I turned 60 this year and, together with friends and colleagues reaching the same milestone, have noticed that my approach to life is changing in profound ways. Beyond obsessing about our 401ks, feeling obsolete or ready to be put out to pasture, a few of us elders of the medicine clan at Dartmouth Medical School (DMS) have begun to gather around the dream of what we might give back. After all, our health care system is a mess, and it’s mostly happened on our watch. We’re at a place in our lives when productivity and a bottom line mentality matter less and values mean much more. We want to develop a conversation about how we can be a blessing to this sick system.
We call ourselves the “Mandela Group,” after a prayer for the townships by South African President Nelson Mandela, which I paraphrase: “Please bless the elders because they have given so much to the tribe. Please bless the youth because they are our future. Please bless those in the middle because they are doing all the work.” The DMS elders, a group that included family physician Dennis McCullough, internist Phil Wade, and psychiatrist Charlie Boren, gathered in December at the Hood Museum of Art for wine, cheese, and conversation.

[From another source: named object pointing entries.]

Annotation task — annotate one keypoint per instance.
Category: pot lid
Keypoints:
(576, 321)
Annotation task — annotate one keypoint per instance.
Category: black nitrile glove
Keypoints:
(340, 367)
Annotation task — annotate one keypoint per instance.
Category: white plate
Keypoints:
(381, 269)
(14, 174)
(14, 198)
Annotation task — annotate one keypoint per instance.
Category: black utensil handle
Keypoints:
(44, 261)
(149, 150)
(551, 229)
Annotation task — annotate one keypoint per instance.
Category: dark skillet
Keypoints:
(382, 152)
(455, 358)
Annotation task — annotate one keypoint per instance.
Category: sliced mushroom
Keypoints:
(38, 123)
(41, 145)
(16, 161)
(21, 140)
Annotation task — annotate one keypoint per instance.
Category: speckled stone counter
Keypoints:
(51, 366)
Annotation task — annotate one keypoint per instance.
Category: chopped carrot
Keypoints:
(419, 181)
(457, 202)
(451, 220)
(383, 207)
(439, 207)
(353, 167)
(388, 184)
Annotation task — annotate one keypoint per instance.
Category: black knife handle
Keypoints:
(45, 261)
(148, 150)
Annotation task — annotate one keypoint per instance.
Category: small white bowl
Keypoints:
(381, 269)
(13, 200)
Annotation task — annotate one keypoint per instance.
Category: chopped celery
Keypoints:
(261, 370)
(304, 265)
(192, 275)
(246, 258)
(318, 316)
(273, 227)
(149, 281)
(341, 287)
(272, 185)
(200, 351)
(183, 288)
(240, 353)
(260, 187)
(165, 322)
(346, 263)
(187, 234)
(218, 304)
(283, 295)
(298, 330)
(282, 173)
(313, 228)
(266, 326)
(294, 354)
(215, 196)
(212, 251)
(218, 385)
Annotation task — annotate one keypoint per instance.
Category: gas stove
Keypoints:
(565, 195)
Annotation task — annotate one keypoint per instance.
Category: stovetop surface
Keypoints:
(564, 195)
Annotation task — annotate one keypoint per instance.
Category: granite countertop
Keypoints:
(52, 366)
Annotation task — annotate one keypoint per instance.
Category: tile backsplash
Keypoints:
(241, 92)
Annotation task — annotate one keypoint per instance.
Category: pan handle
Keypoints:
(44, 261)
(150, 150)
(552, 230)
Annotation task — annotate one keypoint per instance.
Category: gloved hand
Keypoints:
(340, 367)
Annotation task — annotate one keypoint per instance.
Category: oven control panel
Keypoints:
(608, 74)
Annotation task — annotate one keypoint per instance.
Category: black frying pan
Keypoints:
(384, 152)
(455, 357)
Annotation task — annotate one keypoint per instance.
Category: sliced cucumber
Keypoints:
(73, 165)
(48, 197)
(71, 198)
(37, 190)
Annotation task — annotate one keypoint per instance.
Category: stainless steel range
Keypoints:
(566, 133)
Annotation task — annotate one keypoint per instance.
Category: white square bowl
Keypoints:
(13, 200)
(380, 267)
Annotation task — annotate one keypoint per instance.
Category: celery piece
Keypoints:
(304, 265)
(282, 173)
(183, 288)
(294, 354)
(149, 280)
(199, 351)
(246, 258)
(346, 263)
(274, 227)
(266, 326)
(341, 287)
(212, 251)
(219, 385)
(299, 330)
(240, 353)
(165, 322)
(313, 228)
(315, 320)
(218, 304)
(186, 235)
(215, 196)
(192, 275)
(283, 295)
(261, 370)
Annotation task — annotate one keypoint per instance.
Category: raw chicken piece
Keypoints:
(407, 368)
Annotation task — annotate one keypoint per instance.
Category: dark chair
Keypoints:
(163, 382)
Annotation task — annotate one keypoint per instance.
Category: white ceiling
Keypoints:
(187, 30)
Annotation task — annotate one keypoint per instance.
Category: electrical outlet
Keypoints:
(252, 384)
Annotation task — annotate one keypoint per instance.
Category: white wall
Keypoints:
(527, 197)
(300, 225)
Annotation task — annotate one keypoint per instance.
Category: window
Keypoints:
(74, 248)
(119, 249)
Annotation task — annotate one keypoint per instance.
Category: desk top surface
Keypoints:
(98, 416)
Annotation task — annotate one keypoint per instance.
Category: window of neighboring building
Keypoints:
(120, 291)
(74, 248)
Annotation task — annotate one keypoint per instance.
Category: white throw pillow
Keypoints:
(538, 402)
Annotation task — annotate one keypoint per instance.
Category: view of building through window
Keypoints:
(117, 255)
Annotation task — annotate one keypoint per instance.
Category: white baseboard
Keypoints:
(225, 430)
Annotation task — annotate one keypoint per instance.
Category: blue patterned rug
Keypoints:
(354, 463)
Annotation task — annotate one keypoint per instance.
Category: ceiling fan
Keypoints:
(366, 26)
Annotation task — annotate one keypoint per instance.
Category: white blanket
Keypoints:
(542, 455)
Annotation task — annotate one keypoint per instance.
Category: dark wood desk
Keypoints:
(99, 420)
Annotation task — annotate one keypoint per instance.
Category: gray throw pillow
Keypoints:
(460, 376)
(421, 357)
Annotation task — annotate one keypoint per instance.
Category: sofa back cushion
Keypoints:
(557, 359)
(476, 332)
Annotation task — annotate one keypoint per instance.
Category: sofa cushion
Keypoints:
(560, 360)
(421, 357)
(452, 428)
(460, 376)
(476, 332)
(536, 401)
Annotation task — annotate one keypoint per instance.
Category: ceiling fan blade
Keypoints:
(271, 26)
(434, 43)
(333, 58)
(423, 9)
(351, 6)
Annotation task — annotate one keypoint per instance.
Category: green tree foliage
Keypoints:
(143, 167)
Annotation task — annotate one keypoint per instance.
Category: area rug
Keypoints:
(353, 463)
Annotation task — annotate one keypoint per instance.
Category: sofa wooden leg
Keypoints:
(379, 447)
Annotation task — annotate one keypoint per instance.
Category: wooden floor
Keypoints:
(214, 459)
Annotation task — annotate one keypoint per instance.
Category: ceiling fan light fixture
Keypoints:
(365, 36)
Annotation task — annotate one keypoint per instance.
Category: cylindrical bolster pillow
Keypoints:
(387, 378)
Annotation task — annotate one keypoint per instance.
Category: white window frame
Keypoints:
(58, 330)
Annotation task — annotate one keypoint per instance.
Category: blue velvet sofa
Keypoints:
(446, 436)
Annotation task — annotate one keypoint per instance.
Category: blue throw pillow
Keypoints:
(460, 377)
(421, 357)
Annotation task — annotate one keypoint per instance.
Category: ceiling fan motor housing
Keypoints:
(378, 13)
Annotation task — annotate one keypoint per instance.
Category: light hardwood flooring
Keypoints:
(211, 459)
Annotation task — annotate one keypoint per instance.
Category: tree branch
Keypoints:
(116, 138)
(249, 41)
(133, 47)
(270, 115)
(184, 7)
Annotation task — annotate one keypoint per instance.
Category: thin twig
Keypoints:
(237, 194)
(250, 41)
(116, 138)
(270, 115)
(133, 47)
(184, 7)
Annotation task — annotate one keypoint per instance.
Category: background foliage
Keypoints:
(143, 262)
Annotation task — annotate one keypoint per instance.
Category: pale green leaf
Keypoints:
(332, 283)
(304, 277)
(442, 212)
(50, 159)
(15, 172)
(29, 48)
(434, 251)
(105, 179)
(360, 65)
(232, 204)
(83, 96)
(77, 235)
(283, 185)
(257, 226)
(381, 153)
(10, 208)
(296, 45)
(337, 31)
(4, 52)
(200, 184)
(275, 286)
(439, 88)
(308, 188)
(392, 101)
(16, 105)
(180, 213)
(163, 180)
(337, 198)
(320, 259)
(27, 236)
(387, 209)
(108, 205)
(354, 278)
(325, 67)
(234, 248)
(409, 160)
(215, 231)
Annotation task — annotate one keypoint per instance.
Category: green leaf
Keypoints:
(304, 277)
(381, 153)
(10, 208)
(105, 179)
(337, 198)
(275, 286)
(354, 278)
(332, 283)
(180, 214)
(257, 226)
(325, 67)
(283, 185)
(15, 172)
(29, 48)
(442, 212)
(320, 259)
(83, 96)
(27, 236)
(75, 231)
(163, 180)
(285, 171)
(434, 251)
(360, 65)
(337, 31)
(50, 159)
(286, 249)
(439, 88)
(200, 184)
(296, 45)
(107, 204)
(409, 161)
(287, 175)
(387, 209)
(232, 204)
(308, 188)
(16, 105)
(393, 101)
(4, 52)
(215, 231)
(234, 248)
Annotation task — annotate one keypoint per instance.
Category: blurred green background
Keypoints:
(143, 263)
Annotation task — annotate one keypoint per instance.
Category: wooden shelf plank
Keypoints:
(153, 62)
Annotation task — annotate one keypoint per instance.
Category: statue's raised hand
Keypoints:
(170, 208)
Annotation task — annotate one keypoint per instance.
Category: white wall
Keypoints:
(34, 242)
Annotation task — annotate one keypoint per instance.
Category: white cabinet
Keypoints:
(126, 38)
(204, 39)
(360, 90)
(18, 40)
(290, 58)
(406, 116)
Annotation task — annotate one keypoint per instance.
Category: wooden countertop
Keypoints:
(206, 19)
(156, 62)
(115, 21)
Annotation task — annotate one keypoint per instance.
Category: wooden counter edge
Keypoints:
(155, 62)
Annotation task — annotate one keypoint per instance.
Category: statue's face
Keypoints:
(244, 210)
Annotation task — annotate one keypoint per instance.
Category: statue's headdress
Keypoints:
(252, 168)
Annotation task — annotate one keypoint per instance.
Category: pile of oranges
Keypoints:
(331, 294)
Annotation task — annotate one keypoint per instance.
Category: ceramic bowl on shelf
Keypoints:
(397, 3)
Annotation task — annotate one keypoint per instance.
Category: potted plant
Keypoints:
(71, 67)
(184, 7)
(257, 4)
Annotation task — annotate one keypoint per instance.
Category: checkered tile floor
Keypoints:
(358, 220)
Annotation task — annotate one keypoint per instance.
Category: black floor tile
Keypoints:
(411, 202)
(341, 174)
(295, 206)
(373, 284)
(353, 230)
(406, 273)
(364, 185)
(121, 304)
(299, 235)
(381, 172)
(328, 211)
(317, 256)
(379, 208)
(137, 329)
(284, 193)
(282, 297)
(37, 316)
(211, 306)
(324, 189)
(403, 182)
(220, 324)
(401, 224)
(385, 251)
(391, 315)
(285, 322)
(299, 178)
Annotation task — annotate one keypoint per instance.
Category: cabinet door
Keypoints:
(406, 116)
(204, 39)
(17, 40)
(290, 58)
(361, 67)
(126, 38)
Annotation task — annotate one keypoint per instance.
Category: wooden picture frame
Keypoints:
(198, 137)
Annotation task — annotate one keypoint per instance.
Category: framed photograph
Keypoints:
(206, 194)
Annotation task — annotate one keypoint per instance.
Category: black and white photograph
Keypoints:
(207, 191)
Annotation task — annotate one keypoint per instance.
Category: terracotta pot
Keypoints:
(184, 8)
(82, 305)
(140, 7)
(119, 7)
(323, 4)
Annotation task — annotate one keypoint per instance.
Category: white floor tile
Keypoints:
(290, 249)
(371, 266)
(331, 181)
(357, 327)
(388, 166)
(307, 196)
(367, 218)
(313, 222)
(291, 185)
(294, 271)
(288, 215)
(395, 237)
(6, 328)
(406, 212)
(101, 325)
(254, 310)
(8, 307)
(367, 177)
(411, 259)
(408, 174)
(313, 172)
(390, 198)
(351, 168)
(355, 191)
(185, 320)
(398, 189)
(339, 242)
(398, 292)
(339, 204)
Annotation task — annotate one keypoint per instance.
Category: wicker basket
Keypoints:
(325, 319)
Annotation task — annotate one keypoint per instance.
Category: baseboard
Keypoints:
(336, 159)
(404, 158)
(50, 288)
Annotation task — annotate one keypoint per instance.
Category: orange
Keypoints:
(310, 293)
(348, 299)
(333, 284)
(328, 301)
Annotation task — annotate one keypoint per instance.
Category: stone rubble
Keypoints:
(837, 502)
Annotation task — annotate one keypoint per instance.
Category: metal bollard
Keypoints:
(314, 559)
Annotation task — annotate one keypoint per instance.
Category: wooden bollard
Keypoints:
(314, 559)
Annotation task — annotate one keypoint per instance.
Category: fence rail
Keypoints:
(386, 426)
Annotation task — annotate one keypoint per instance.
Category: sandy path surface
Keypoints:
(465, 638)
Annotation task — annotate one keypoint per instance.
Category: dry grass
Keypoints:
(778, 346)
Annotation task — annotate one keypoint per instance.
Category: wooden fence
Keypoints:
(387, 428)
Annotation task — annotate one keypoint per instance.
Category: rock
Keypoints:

We used the Hood’s art treasures and the docents’ expertise to get us started—to help us “notice” each other and begin to ask: What might we contribute to our medical school, our medical center, to the profession, and to ourselves?
Since then, we have been invited to join Dartmouth undergraduates in the Tucker Foundation’s lunchtime series, “What Matters to Me and Why,” and we’ve been back to the Hood to join fourth-year medical students on the brink of finding which hospitals they will be matched with. Together, we explored The Art of the Stripe, previously on exhibition at the Hood, and talked about the “stripes” that make up a physician’s life—those vertical and horizontal lines and times that we all experience. Professor of History Bruce Nelson will soon us to share his wisdom about social movements, and we have asked our nurse colleagues with a similar degree of wisdom and maturity to join us. We are blessed to have so many resources in this community!
We’re not sure where the group will lead us, but that evening in December—and our subsequent conversations—have been accomplishments in and of themselves. There always seems to be some mysterious harmony in the universe and, unbeknownst to us when we chose our name, Nelson Mandela was in the process of forming his own group of wise elders, including folks like former President of Ireland Mary Robinson, Archbishop Desmond Tutu, and President Jimmy Carter to cogitate on some of the great issues facing us.
Our quest comes on the cusp of a larger U.S. societal milestone: the first Baby Boomers are signing up for Social Security. We belong to a generation that would like to be known for its dedication to “leaving the campground better than we found it.” We’re supposed to be in the stage of our lives that psychologist Erik Erikson called “generativity.” We are in the business of getting outside ourselves, finding our moral voices. My Harvard classmate, Al Gore, is a particular hero of mine. He lost the presidency but found his moral voice. It has become his second career to speak out about two of the defining issues of our time: the Iraq war and global warming.
Writing on what she calls, “Second Acts,” Boston Globe columnist Ellen Goodman said, “As a country, we are at the beginning of an enormous transition. Under the old compact, sixty-somethings were supposed to get out of the way and out of work. They were encouraged by financial incentives and prodded by discrimination. Now we are drawing blueprints for people who see themselves more as citizens than seniors.” In her column, Goodman quotes Marc Freedman, the head of Civic Ventures, a think tank that encourages Boomers to reinvent themselves: “Gore found himself by losing himself—literally losing—and becoming liberated from ambition, the idea that there’s a particular ladder you have to scurry up and if you don’t make it to the top, it’s all over. Essentially, he found a different ladder.”
That’s what we want our Mandela group to do. We hope we’ll succeed, be helpful, and have some fun. Most of all, we hope we can make a difference.
There is a hunger among faculty of our age group to be heard and to do something meaningful and something special about the crucible that is a career in medicine. Maybe as elders of this particular tribe, we can work together to leave the campground a little better than we found it.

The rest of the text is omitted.